Let's Praise FDA for What is Going Well!
FDA is caught in an existential “Catch-22:” it never draws attention when it is doing things well, only when something goes awry. This is an old story, but I have not seen it discussed again recently.What brings it to mind is the juxtaposition this week: a supposedly bad news story about two new GAO reports on FDA (really not so bad); and a hopefully good news story about FDA’s commitment to developing “real world evidence” as a complement to evidence derived from randomized clinical trials.The GAO reports need to be seen in context. GAO is in the fault-finding business. A report from them that says: “x can be done better,” is an every-day event for one federal agency or another. This week it’s FDA’s turn. Although interpreted by some as evidence of FDA’s failures as an agency, in fact the reports are useful, but not a big deal. According to Inside Health Policy,
FDA Commissioner Robert Califf acknowledged the agency's strategic planning could have been better in the wake of a critical GAO report on the issue.
So, the agency plans to improve its process and do better. Let’s hope that’s the end of it.Besides, how representative is this GAO-inspired image of FDA as locked into “business as usual,” and not open to strategically planning the future of its medical product centers in a coordinated fashion? I thought the rebuttal was immediately evident in FDA’s participation and openness in the Friends of Cancer Research-sponsored symposium on real world evidence. Given that no federal agency (not even NIH) is more solidly committed to evidence generated by the gold standard of randomized clinical trials, this was the FDA’s acknowledgement that it must confront the future rather than be brought begrudgingly into it. More on the real world evidence concept can be found here.

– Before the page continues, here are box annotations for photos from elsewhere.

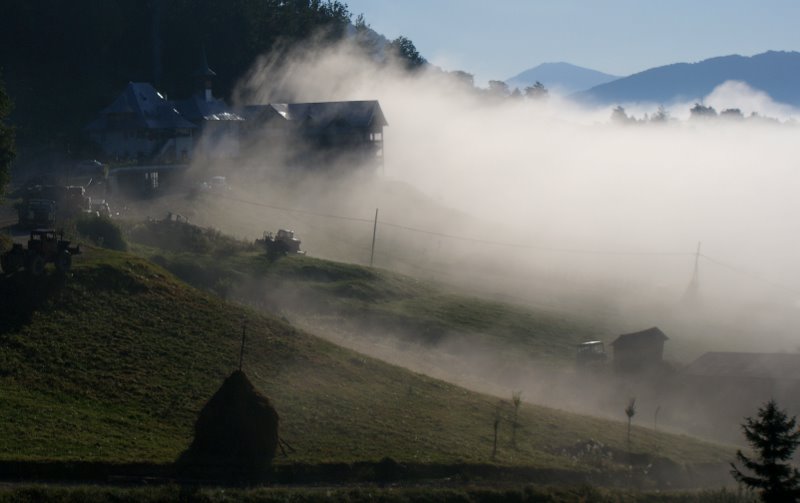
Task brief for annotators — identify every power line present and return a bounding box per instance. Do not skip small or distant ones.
[700,253,800,295]
[220,195,800,295]
[221,192,694,256]
[220,195,372,223]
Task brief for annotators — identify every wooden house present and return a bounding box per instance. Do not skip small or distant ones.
[611,327,668,372]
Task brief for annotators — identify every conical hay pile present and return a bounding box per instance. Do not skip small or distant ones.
[179,370,278,479]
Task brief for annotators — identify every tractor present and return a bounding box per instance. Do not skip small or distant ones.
[0,229,81,276]
[576,341,607,368]
[256,229,306,257]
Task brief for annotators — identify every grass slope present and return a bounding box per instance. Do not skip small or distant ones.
[145,248,608,366]
[0,249,731,476]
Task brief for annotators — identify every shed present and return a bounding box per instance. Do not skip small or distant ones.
[611,327,669,372]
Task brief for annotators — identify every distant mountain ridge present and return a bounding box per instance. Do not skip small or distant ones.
[506,62,619,94]
[573,51,800,106]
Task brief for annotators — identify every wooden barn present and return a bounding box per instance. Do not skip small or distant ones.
[611,327,668,372]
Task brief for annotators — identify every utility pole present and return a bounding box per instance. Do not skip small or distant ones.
[239,318,247,372]
[683,241,703,303]
[369,208,378,267]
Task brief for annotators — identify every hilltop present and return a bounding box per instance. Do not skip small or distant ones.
[506,62,619,94]
[0,245,731,488]
[574,51,800,106]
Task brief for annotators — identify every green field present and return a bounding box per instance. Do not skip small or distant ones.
[0,235,732,488]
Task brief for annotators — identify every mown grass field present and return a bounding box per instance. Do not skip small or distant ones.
[0,248,732,484]
[0,486,757,503]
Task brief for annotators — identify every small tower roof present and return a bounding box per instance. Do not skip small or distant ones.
[195,47,217,77]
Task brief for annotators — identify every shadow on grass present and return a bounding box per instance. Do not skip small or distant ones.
[0,271,66,335]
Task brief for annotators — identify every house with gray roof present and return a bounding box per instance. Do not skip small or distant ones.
[85,82,198,161]
[241,100,388,166]
[611,327,668,372]
[85,53,387,190]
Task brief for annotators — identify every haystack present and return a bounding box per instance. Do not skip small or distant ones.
[178,370,278,482]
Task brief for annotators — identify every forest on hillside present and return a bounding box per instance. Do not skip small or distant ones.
[0,0,358,164]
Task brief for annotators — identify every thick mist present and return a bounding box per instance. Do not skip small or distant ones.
[222,40,800,358]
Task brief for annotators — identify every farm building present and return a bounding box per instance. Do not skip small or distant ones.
[611,327,668,372]
[85,51,387,183]
[672,352,800,440]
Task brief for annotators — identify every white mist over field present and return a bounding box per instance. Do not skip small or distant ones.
[214,40,800,362]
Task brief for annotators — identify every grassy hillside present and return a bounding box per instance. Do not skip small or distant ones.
[139,236,608,365]
[0,249,731,480]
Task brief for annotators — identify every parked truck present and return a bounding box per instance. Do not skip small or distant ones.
[0,229,81,276]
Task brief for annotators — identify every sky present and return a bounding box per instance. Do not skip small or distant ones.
[345,0,800,85]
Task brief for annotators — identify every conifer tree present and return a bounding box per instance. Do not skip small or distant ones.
[731,400,800,503]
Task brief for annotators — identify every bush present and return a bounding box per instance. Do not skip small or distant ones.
[0,234,14,253]
[75,215,128,251]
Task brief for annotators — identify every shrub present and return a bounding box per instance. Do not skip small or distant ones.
[75,215,128,251]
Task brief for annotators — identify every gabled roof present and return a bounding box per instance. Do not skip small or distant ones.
[171,94,244,122]
[683,352,800,380]
[243,100,388,128]
[86,82,197,131]
[194,48,217,77]
[611,327,669,347]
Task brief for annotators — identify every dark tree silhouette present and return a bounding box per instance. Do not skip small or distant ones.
[611,105,636,124]
[389,36,427,70]
[689,103,717,119]
[625,398,636,452]
[525,80,550,100]
[0,81,15,200]
[731,400,800,503]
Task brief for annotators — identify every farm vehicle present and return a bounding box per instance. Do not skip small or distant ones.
[0,229,81,276]
[17,185,92,228]
[256,229,306,257]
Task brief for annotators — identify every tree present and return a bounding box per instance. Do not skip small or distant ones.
[650,105,669,123]
[489,80,511,98]
[689,103,717,119]
[0,77,16,199]
[625,398,636,452]
[525,80,549,100]
[611,105,636,124]
[388,35,427,70]
[511,391,522,448]
[731,400,800,502]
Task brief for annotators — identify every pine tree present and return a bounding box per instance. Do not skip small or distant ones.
[731,400,800,503]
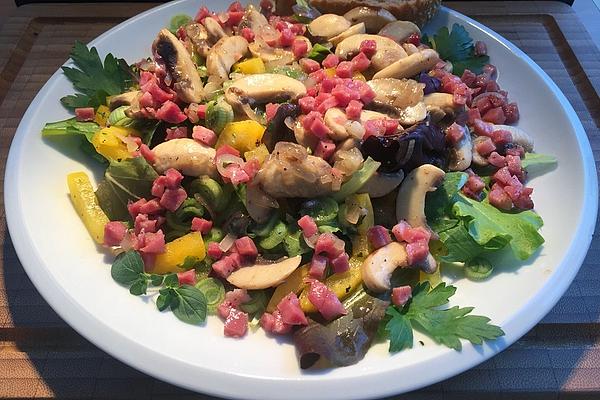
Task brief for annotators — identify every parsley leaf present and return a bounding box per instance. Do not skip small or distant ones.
[385,282,504,352]
[423,24,490,76]
[306,43,331,62]
[60,42,132,109]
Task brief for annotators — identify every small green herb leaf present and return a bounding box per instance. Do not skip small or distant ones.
[171,285,206,324]
[110,250,144,286]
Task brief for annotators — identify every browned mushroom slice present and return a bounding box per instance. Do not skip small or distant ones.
[344,7,396,33]
[152,29,204,103]
[335,34,407,71]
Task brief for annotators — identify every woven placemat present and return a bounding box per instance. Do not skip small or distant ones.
[0,2,600,399]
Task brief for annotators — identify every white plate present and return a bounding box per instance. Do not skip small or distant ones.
[4,0,598,400]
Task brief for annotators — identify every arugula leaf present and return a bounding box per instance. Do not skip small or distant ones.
[385,282,504,352]
[42,118,107,164]
[306,43,331,62]
[60,42,132,109]
[423,24,490,76]
[385,307,414,353]
[110,250,144,286]
[452,194,544,260]
[425,172,468,234]
[96,157,158,221]
[521,153,558,172]
[171,285,206,324]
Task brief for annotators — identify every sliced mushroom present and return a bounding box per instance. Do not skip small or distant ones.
[227,256,302,290]
[373,48,439,79]
[402,43,419,56]
[494,125,533,152]
[203,17,227,43]
[185,22,211,57]
[308,14,352,40]
[396,164,445,229]
[152,138,217,177]
[323,107,350,142]
[360,242,409,293]
[335,34,410,71]
[378,21,421,46]
[344,7,396,33]
[225,74,306,111]
[358,170,404,199]
[448,126,473,171]
[248,41,296,68]
[329,22,366,46]
[398,101,427,126]
[206,35,248,82]
[152,29,204,103]
[254,142,341,199]
[108,90,142,110]
[471,136,489,167]
[238,4,269,32]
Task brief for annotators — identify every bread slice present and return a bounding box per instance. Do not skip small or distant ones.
[277,0,442,27]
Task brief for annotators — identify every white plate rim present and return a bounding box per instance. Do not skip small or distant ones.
[4,0,598,399]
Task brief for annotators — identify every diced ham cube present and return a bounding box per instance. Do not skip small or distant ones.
[265,103,279,122]
[298,215,319,238]
[277,292,308,325]
[321,54,340,68]
[483,107,506,125]
[259,310,292,335]
[475,137,496,157]
[192,125,217,147]
[359,40,377,59]
[308,254,329,279]
[346,100,363,120]
[156,100,187,124]
[392,285,412,307]
[75,107,96,122]
[315,233,346,259]
[177,269,196,285]
[240,27,255,43]
[206,242,223,260]
[104,221,127,246]
[292,39,308,58]
[165,126,187,140]
[367,225,392,249]
[223,308,248,338]
[352,52,371,72]
[335,61,354,78]
[406,240,429,265]
[331,253,350,274]
[308,279,348,321]
[192,217,213,235]
[160,188,187,211]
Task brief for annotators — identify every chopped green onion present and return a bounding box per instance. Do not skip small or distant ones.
[196,278,225,314]
[333,157,381,201]
[258,221,288,250]
[465,257,494,281]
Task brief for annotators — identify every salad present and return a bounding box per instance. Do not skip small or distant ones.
[42,1,556,368]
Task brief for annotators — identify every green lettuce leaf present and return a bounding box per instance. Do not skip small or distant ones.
[452,195,544,260]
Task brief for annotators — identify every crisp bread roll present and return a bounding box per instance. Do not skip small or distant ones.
[277,0,442,27]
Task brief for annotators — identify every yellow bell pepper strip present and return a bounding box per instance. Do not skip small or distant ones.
[216,120,265,154]
[298,257,363,313]
[92,126,137,161]
[244,143,269,165]
[267,264,310,312]
[94,105,110,126]
[151,232,206,274]
[233,57,266,75]
[67,172,109,244]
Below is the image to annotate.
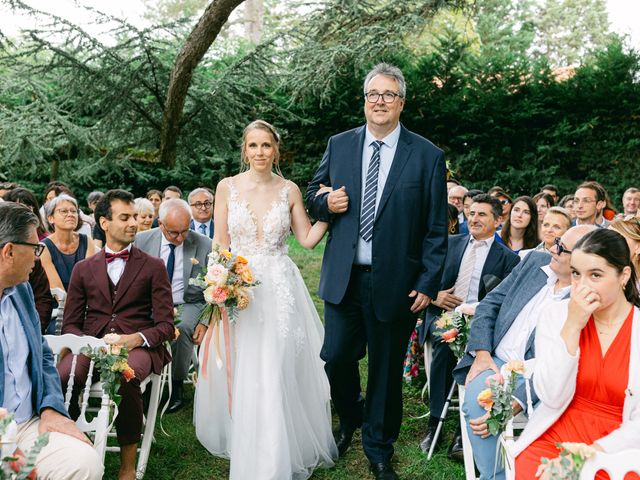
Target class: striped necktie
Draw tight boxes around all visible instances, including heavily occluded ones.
[360,140,384,242]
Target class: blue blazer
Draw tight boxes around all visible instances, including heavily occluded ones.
[306,125,447,321]
[418,234,520,345]
[0,283,68,416]
[453,251,564,402]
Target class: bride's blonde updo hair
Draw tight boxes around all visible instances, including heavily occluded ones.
[240,120,283,177]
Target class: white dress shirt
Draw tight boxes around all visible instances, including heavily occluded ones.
[495,265,571,362]
[464,235,495,304]
[355,123,400,265]
[160,234,184,305]
[0,287,33,423]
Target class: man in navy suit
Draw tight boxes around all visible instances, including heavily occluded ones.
[0,202,103,479]
[187,188,213,238]
[307,64,447,480]
[419,194,520,457]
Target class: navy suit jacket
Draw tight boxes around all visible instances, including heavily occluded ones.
[306,125,447,321]
[0,283,68,416]
[189,219,213,238]
[453,251,564,402]
[418,234,520,345]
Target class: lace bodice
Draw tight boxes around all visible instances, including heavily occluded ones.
[227,179,291,256]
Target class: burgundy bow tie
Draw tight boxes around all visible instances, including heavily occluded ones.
[104,250,129,263]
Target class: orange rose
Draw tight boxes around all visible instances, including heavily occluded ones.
[122,365,136,382]
[477,388,493,412]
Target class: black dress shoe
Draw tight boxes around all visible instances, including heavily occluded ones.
[420,426,440,454]
[369,462,400,480]
[333,424,356,457]
[167,381,184,413]
[448,434,464,463]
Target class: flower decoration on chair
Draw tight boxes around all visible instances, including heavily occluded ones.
[0,408,49,480]
[189,244,260,412]
[477,360,525,435]
[538,442,596,480]
[80,334,136,405]
[436,312,473,359]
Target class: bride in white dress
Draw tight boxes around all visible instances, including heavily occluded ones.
[194,120,338,480]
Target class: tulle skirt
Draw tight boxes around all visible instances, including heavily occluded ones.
[194,255,338,480]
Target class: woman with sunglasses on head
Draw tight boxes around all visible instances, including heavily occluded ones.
[41,193,95,298]
[513,229,640,480]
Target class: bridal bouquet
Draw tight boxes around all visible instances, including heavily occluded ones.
[538,442,596,480]
[477,360,525,435]
[80,333,136,405]
[0,408,49,480]
[189,245,260,325]
[436,311,473,359]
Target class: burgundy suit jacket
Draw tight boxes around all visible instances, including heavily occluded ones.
[62,247,174,374]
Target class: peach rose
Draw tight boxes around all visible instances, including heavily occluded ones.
[442,328,458,343]
[477,388,493,412]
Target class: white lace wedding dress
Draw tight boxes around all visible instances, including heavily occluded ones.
[194,181,337,480]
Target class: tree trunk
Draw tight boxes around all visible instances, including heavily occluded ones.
[244,0,264,44]
[160,0,244,167]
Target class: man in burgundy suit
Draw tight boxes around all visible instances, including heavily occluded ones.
[59,190,174,480]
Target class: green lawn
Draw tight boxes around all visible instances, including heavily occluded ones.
[105,240,464,480]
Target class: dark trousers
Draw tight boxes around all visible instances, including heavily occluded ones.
[320,269,416,463]
[427,321,458,423]
[58,348,151,445]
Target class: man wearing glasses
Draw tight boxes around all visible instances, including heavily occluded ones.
[135,198,211,413]
[306,63,447,480]
[453,225,596,480]
[0,202,103,479]
[188,188,213,238]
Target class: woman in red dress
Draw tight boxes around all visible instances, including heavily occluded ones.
[514,229,640,480]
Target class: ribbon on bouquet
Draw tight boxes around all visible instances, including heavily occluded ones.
[202,308,232,415]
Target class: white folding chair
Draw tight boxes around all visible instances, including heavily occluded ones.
[45,334,113,463]
[580,449,640,480]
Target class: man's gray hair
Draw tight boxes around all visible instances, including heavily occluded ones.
[0,202,40,247]
[187,188,213,203]
[158,198,191,223]
[364,63,407,98]
[44,193,78,217]
[133,197,156,215]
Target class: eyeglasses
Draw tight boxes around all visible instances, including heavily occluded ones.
[553,237,571,255]
[11,242,44,257]
[56,208,78,217]
[162,225,189,240]
[189,202,213,210]
[364,92,402,103]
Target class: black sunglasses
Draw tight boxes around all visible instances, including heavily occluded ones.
[553,237,571,255]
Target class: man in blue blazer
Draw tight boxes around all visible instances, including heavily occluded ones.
[419,194,520,457]
[0,202,103,479]
[307,64,447,480]
[453,225,596,480]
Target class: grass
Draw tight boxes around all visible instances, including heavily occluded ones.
[104,240,464,480]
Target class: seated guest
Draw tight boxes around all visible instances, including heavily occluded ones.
[0,202,103,479]
[189,188,213,238]
[419,194,520,458]
[42,193,95,291]
[513,229,640,480]
[573,182,609,228]
[496,197,538,253]
[58,190,174,480]
[134,198,155,233]
[460,189,484,234]
[609,217,640,289]
[453,226,594,480]
[533,192,554,232]
[134,199,211,413]
[519,207,571,258]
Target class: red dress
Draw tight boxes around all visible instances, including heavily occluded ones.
[516,308,640,480]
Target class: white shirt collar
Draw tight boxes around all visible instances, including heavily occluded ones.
[364,122,400,148]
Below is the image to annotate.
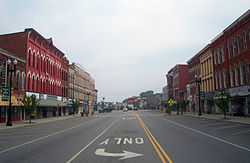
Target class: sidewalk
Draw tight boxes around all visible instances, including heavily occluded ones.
[0,115,80,130]
[184,112,250,124]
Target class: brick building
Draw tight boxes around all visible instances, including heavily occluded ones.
[199,44,215,113]
[0,48,26,123]
[69,63,97,113]
[0,28,69,117]
[166,68,174,98]
[172,64,188,101]
[187,53,200,112]
[211,10,250,115]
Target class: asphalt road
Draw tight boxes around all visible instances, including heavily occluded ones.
[0,111,250,163]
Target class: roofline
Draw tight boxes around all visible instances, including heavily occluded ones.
[24,28,65,58]
[0,48,26,63]
[187,44,211,64]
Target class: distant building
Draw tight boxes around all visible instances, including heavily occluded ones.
[187,53,200,112]
[0,28,69,117]
[166,68,174,98]
[69,63,97,113]
[199,44,215,113]
[0,48,26,123]
[211,10,250,115]
[162,85,169,100]
[172,64,188,101]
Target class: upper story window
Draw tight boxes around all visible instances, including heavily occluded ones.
[33,53,36,68]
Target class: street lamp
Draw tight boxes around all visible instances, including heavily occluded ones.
[195,75,202,116]
[6,59,17,126]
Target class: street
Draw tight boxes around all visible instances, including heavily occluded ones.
[0,111,250,163]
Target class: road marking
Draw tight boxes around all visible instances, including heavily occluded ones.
[214,125,242,130]
[99,139,109,145]
[165,119,250,152]
[66,121,116,163]
[99,137,144,145]
[232,130,250,136]
[95,148,143,160]
[0,119,94,154]
[135,114,173,163]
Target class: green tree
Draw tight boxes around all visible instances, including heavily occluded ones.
[214,91,230,119]
[22,95,39,123]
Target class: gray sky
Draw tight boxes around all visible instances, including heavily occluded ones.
[0,0,250,101]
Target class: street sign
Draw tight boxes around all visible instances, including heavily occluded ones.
[2,87,10,101]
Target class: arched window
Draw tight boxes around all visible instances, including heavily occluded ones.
[14,71,20,90]
[27,50,32,66]
[33,52,36,67]
[21,72,25,90]
[27,74,32,91]
[35,77,40,92]
[31,76,35,92]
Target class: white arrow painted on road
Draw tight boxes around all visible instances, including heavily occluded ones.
[95,148,143,160]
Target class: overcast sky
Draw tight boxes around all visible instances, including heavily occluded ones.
[0,0,250,101]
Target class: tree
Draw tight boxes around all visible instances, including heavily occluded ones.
[72,100,80,114]
[214,91,230,119]
[22,95,39,123]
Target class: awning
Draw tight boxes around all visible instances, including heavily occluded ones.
[0,96,23,107]
[38,99,67,107]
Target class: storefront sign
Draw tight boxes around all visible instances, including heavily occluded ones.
[2,87,10,101]
[229,86,250,96]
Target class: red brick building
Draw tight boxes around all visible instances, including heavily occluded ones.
[187,53,200,112]
[0,48,26,123]
[172,64,188,101]
[0,28,69,116]
[211,10,250,115]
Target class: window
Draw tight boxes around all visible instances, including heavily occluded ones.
[233,38,238,56]
[242,31,247,49]
[21,72,25,90]
[15,71,21,90]
[214,51,217,65]
[31,76,35,91]
[220,47,225,63]
[33,53,36,68]
[28,50,32,66]
[230,69,234,87]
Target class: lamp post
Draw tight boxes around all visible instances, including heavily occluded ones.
[195,75,202,116]
[6,59,17,126]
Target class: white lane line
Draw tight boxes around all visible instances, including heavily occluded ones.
[214,125,242,130]
[165,119,250,152]
[66,121,115,163]
[0,118,97,155]
[232,130,250,136]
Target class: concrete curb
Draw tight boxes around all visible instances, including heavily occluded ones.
[0,115,80,130]
[183,114,250,125]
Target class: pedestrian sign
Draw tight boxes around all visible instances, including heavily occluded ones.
[2,87,10,101]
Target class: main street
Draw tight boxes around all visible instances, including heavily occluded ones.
[0,111,250,163]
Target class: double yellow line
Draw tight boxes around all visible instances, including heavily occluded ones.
[135,113,173,163]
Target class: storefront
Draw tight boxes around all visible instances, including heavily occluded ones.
[228,86,250,116]
[0,96,25,123]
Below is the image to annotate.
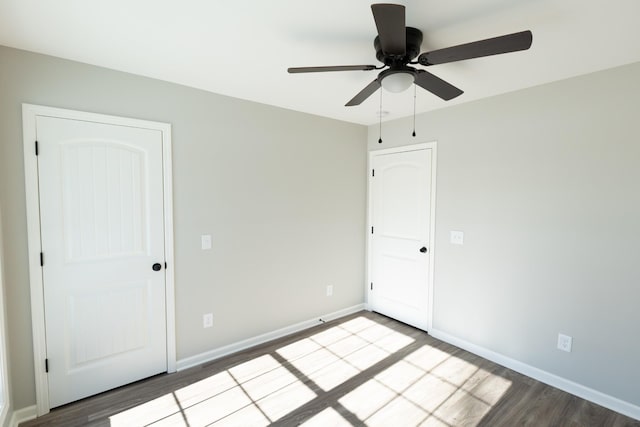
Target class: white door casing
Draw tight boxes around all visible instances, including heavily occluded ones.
[23,105,175,415]
[367,143,436,331]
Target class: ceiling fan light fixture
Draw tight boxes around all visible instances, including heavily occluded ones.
[380,72,414,93]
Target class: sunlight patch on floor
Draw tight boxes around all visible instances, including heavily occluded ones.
[338,346,511,426]
[110,317,511,427]
[301,408,352,427]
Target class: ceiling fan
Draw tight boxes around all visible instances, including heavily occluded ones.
[287,3,533,107]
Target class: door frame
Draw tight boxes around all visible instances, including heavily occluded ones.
[22,104,176,416]
[365,141,438,332]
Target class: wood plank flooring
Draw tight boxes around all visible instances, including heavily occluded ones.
[21,312,640,427]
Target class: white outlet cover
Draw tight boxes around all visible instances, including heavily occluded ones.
[200,234,211,251]
[451,231,464,245]
[202,313,213,328]
[558,334,573,353]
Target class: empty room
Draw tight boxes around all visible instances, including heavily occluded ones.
[0,0,640,427]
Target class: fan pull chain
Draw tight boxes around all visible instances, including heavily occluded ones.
[411,84,416,138]
[378,88,383,144]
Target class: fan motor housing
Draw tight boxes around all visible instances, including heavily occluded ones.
[373,27,422,66]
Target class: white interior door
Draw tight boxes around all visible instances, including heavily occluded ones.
[369,149,432,329]
[36,116,167,407]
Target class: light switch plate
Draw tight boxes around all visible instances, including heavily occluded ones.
[200,234,211,251]
[451,231,464,245]
[558,334,573,353]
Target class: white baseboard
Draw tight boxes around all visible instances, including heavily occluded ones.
[177,304,365,371]
[9,405,38,427]
[429,329,640,420]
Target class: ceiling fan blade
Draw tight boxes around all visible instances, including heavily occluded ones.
[344,79,380,107]
[287,65,376,74]
[414,70,464,101]
[371,3,407,56]
[418,31,533,65]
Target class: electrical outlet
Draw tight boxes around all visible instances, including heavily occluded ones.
[558,334,573,353]
[202,313,213,328]
[200,234,211,251]
[451,231,464,245]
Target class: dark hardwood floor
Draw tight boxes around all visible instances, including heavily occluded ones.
[21,312,640,427]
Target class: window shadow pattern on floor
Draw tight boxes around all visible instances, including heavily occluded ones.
[109,315,512,427]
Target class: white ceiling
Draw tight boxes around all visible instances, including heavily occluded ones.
[0,0,640,125]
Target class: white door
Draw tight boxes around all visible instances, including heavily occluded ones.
[36,116,167,407]
[369,149,432,329]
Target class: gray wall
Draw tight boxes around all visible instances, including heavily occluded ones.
[368,64,640,405]
[0,47,367,409]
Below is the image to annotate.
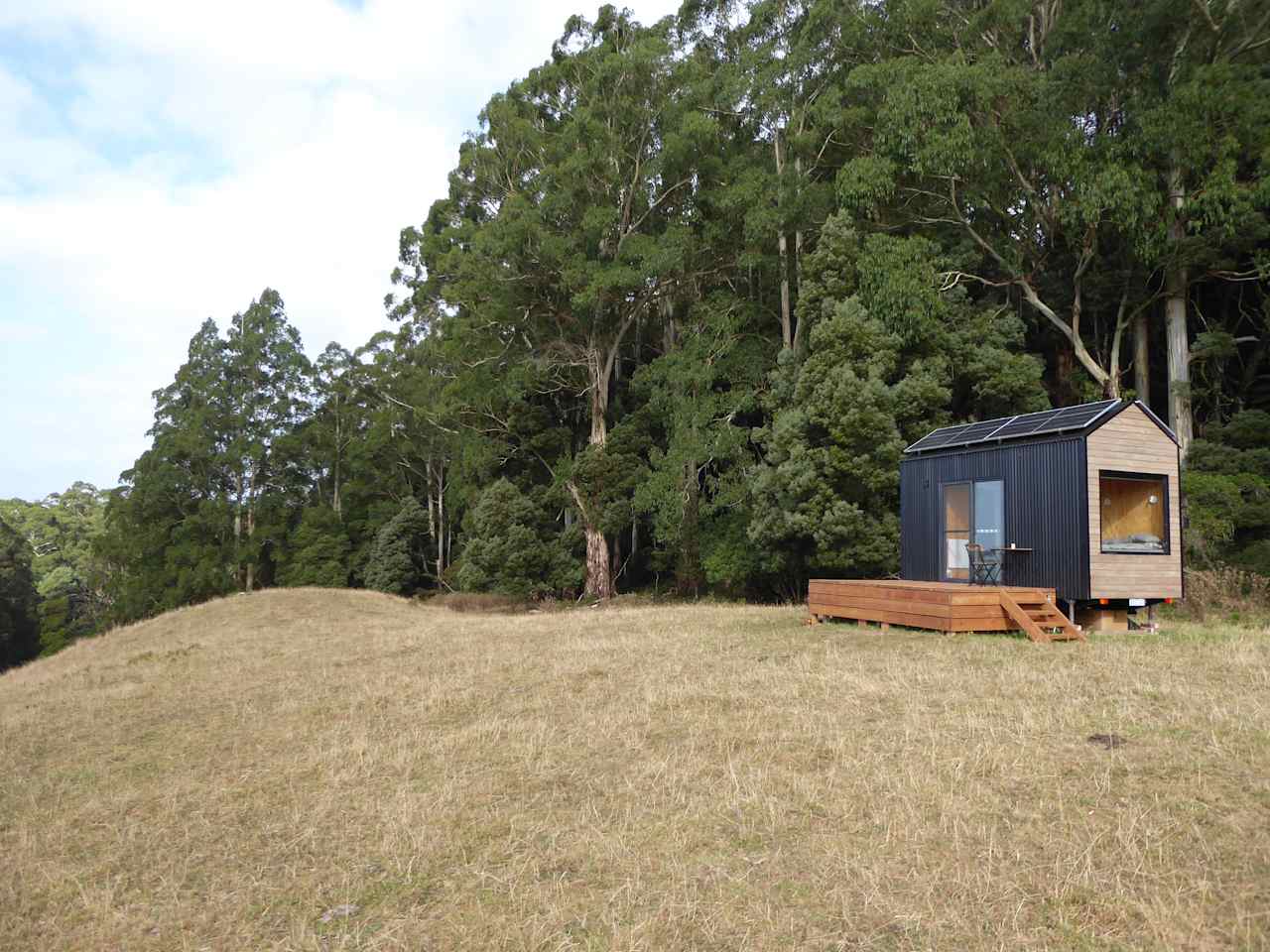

This is not a matter of FDA, right or wrong. With a mission as complicated and far-reaching as the agency’s, it is inevitable that some things will go wrong. Sometimes that will be by happenstance, other times by bad planning, and still other times by outside events over which the agency has no control. Compared to other government agencies, I think FDA is more forthright than most when there are poor outcomes.
All I think we can ask for (and contribute to) is a policymaker and public perception that FDA is also doing an enormous number of things really well. Even some incredibly complex tasks (making 80% of the food supply safe; balancing risks and benefits with new medical products) are accomplished successfully with very little fanfare. When we talk of FDA, let’s be sure that we point to the many things that are going right and therefore less visible.